Robert Haas <robertmhaas@gmail.com> writes: > ... how > important is stability to ANALYZE? If you *either* retake your MVCC > snapshots periodically as you re-scan the table *or* use a non-MVCC > snapshot for the scan, you can get those same kinds of artifacts: you > might see two copies of a just-updated row, or none. Maybe this would > actually *break* something - e.g. could there be code that would get > confused if we sample multiple rows for the same value in a column > that has a UNIQUE index? But I think mostly the consequences would be > that you might get somewhat different results from the statistics.

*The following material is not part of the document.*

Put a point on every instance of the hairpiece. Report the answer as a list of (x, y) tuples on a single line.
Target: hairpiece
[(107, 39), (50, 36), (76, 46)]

Yeah, that's an excellent point. I can imagine somebody complaining "this query clearly matches a unique index, why is the planner estimating multiple rows out?". But most of the time it wouldn't matter much. (And I think you can get cases like that anyway today.)
> It's not clear to me that it would even be correct to categorize those > somewhat-different results as "less accurate."
Estimating two rows where the correct answer is one row is clearly "less accurate". But I suspect you'd have to be quite unlucky to get such a result in practice from Simon's proposal, as long as we weren't super-aggressive about changing ANALYZE's snapshot a lot.
Seems like we're agreed we can use more than one snapshot, the only discussion is "how many?"
The more you take the more weirdness you will see, so adopting an approach of one-snapshot-per-row seems like the worst case for accuracy, even if it does make analyze faster.
(If we do want to speed up ANALYZE, we should use the system block sampling approach, but the argument against that is less independence of rows.)
Keeping the discussion on reducing the impact of bernoulli sampled analyze, I was imagining we would do one snapshot for each block of rows with default statistics_target, so that default behavior would be unaffected. Larger settings would be chunked according to the default, so stats_target=10k(max) would take a 10000/100 = 100 snapshots. That approach allows people to vary that using an existing parameter if needed.